Каким образом здесь, у карлика и колясочницы, сумела вырасти Комета, оставалось лишь гадать. Прямо сказка про Золушку. Сногсшибательной красоткой Комету, конечно, не назвать, умницей – тоже. Но, как сказал бы мой предыдущий наниматель, «если вложить в неё миллион – пять она заработает».
– И люди, которые здесь живут, боятся преисподней, – сказал я унитазу.
Нужды посещать туалет у меня не было. Всё, что я ел и пил, пожирало внутри адское пламя. От одного оно разгоралось жарче, от другого притухало немного. Что-то выбрасывалось в кровь, или как там это делается. Например, от выпивки я становился расслабленным. А сельдерей меня бесил. Так, что хотелось стены пробивать кулаками.
Туалет был последним пунктом в моём маршруте. Я обследовал квартиру на предмет потенциальных опасностей. Результат инспекции не порадовал. Это жилище представляло собой одну сплошную опасность для жизни и здоровья. В основном – для психического.
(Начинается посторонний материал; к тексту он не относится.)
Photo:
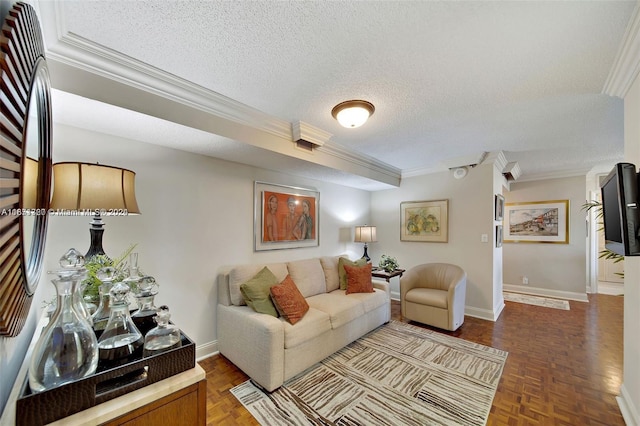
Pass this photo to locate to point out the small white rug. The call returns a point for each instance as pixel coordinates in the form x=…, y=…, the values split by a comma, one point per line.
x=536, y=300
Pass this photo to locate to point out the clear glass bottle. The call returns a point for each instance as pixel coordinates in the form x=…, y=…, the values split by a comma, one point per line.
x=121, y=340
x=67, y=348
x=164, y=337
x=106, y=276
x=144, y=317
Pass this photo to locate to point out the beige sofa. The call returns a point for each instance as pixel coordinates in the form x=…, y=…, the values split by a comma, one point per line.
x=270, y=350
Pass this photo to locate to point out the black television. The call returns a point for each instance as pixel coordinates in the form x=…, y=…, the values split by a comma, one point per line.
x=620, y=210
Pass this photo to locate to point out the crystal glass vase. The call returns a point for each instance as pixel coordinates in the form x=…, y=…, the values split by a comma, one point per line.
x=106, y=276
x=67, y=349
x=121, y=340
x=164, y=337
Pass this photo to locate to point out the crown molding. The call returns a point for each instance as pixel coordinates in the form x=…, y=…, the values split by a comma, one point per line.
x=626, y=66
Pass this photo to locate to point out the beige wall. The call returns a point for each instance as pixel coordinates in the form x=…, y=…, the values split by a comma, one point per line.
x=552, y=269
x=630, y=391
x=470, y=216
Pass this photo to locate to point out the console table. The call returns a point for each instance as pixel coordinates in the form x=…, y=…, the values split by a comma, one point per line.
x=381, y=273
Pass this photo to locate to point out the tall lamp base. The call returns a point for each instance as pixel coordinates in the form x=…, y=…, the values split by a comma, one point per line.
x=366, y=255
x=96, y=231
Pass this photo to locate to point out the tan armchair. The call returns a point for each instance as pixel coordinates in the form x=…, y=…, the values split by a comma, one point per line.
x=434, y=294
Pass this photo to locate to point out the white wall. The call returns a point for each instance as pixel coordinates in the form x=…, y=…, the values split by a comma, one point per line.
x=552, y=269
x=629, y=400
x=197, y=218
x=470, y=215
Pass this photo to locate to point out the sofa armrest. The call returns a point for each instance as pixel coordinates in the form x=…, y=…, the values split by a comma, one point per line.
x=254, y=342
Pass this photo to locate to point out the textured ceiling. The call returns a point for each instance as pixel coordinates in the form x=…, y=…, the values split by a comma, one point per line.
x=448, y=79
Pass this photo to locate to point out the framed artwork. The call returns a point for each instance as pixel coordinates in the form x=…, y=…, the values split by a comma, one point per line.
x=499, y=207
x=285, y=217
x=537, y=222
x=424, y=221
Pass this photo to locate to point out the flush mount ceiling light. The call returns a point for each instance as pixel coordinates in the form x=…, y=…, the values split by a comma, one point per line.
x=352, y=114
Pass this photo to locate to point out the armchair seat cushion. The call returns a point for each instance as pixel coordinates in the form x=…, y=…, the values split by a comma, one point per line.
x=427, y=296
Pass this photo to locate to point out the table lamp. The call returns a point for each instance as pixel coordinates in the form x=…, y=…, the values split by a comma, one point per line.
x=365, y=234
x=94, y=189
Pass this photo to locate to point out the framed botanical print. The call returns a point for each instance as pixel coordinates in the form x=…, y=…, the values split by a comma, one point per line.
x=285, y=216
x=537, y=222
x=424, y=221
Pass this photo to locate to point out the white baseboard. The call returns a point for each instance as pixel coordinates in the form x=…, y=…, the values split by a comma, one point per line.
x=485, y=314
x=545, y=292
x=612, y=289
x=206, y=350
x=628, y=410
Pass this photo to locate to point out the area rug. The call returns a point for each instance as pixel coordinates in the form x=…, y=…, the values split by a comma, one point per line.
x=398, y=374
x=536, y=300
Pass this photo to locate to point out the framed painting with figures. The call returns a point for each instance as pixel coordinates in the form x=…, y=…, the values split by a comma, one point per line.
x=285, y=216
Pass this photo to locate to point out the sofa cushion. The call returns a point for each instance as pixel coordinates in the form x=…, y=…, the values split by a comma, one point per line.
x=256, y=292
x=308, y=276
x=359, y=279
x=343, y=274
x=330, y=268
x=370, y=301
x=240, y=274
x=289, y=301
x=313, y=324
x=427, y=296
x=340, y=308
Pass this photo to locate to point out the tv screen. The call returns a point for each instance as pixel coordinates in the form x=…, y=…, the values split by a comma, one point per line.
x=620, y=210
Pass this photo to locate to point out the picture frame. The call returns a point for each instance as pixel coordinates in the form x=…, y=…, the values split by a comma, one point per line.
x=537, y=222
x=499, y=207
x=424, y=221
x=285, y=217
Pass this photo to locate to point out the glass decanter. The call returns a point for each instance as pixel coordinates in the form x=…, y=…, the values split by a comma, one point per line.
x=164, y=337
x=144, y=289
x=106, y=276
x=144, y=317
x=67, y=349
x=121, y=340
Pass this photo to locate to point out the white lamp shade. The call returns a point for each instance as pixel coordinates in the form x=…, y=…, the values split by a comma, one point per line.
x=352, y=114
x=365, y=234
x=84, y=186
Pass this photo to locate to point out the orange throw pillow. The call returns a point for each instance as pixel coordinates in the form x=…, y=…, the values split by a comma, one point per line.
x=288, y=300
x=359, y=279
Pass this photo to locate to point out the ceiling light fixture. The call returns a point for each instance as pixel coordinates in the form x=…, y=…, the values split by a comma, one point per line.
x=352, y=114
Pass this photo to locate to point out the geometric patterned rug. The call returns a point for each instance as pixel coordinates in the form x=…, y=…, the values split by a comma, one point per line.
x=398, y=374
x=536, y=300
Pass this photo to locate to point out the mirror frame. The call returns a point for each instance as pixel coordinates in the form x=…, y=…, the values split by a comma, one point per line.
x=23, y=73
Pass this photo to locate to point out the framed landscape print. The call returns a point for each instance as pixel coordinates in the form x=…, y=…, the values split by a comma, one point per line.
x=424, y=221
x=285, y=216
x=537, y=222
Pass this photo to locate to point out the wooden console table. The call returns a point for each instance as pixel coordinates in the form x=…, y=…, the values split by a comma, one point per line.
x=381, y=273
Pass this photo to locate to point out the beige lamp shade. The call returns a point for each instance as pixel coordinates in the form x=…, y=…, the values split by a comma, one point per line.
x=85, y=186
x=365, y=234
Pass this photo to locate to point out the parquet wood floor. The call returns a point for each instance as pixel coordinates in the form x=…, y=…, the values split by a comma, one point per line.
x=563, y=368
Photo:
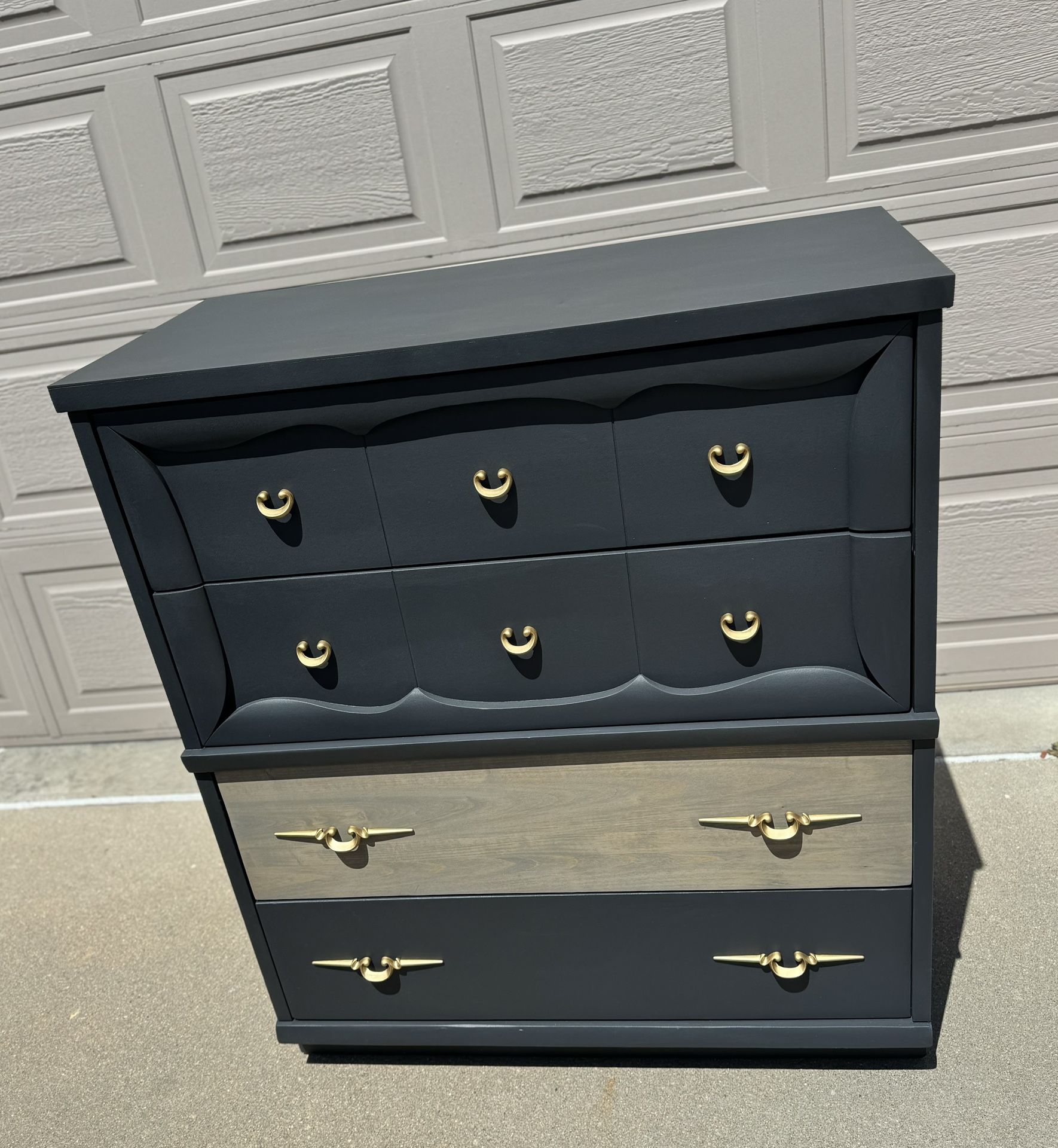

Я вышел из туалета. Все, судя по голосам, сидели в кухне. Туда я и направился. Встал в проёме, прислонившись к дверному косяку. Тот хрустнул, и все повернулись. Спиной ко мне сидела только Комета. Карлик и колясочница занимали места с торцов стола. Ели суп – мы как раз успели к обеду. Суп, похоже, варили на вкусной и питательной воде с добавлением перловки – чуть-чуть, для аромата.
– Вы, должно быть, голодны, – предположил карлик Олимпиодор. – Присоединитесь к нам?
– Нет, спасибо, я уже блевал на этой неделе. Приятного аппетита, кстати.
Все одновременно напряглись и помрачнели. Я улыбнулся.
– Вы так и будете унижать нас? – с вызовом сказала колясочница.
– А у вас есть какие-нибудь интересные настолки? – Я вскинул брови. – Нет? Тогда – да.
Женщина перевела взгляд на Комету.
– О чём ты думала, дочь? Зачем ты призвала это чудовище?
– Мама, я уже три раза сказала, что я не призывала его! Он сам сверзился на мою голову, с каким-то контрактом, и я вообще ничего не поняла, кроме того, что мне надо терпеть его десять дней, а потом он уйдёт.
– Бесполезно, – сказал я.
Комета обернулась и окинула меня яростным взглядом.
– Что «бесполезно»?
– Повторять бесполезно. Слова «демон» и «призывать» намертво спаяны в головах обывателей. Хоть заповторяйся, через час она снова будет упрекать тебя за то, что ты призвала демона. Усваивать новую информацию, анализировать её – непосильная задача для абсолютного большинства людей. Их ум просто ездит по прокатанной колее туда-сюда. Как инвалид в коляске.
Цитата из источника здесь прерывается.